Sollte der Inzidenzwert im Landkreis die 50er-Marke überschreiten, wird Schöffmann auf „Click & Meet“ umstellen müssen. Viel hält sie davon allerdings nicht. „Die Kunden fühlen sich dann eher verpflichtet, etwas zu kaufen“, mutmaßt die Inhaberin. Vermutlich hätten die Kunden nach einer Terminvereinbarung Hemmungen, sich einfach nur im Laden umzuschauen.

Kunden machen vermehrt Hamsterkäufe

Eher überschaubarer Andrang herrschte hingegen beim Schuhhaus Bammer in Lenggries, sagt Klaus Wöls, Ehemann der Inhaberin Kathrin Wöls. „Es war aber immer so viel los, dass wir kontinuierlich durcharbeiten konnten“, berichtet Wöls. Nur zwei Kunden gleichzeitig dürfen das Geschäft betreten, obwohl von der Quadratmeterzahl mehr erlaubt wären.

Die Kunden seien glücklich, im Laden stöbern zu können. „Trotz der Masken herrscht eine gewisse Normalität“, meint er. Außerdem habe er festgestellt, dass die Kunden vermehrt Hamsterkäufe tätigen. „Da werden statt einem gleich drei Paar Schuhe gekauft“, sagt Wöls.

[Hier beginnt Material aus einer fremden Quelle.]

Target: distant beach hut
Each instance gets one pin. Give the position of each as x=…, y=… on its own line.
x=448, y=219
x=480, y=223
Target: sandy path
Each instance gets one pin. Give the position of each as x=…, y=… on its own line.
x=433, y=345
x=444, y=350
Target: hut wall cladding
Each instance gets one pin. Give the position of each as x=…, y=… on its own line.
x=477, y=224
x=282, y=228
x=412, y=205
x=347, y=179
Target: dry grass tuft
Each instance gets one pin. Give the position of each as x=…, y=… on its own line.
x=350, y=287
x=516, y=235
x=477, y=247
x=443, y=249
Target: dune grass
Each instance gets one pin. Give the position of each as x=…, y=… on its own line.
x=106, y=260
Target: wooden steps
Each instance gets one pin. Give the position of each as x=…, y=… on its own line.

Grundsätzlich habe sich die Öffnung aber „nicht wirklich rentiert.“ Vor allem, da er davon ausgeht, dass spätestens nächste Woche die Kunden nicht mehr ohne Weiteres kommen können. Wöls befürchtet, dass bald – je nach Inzidenz – zwischen Schließung und Öffnung hin und her gesprungen werde. „Es entsteht ein Jo-Jo-Effekt.“

Heidi Hollmann, Mitarbeiterin im Schuhhaus „Stammhaus Alois Mayr“ in Bad Tölz, zieht eine gemischte Bilanz. „Es hätten mehr Kunden sein können“, meint Hollmann. Der große Ansturm sei in der ersten Woche ausgeblieben. Im Großen und Ganzen ist sie aber zufrieden. Auch weil der Großteil der heruntergesetzen Winterware verkauft werden konnte, so die Mitarbeiterin.

Nicht nur aus dem Landkreis, sonders auch aus München und Umgebung seien die Kunden ins Stammhaus gekommen. Letztere seien besonders „happy“ gewesen, ohne vorherige Anmeldung einkaufen zu können, meint Hollmann. Allerdings habe sich bemerkbar gemacht, dass viele derzeit in Kurzarbeit sind. „Man hat gesehen, dass manchen weniger Geld zur Verfügung steht“, sagt sie.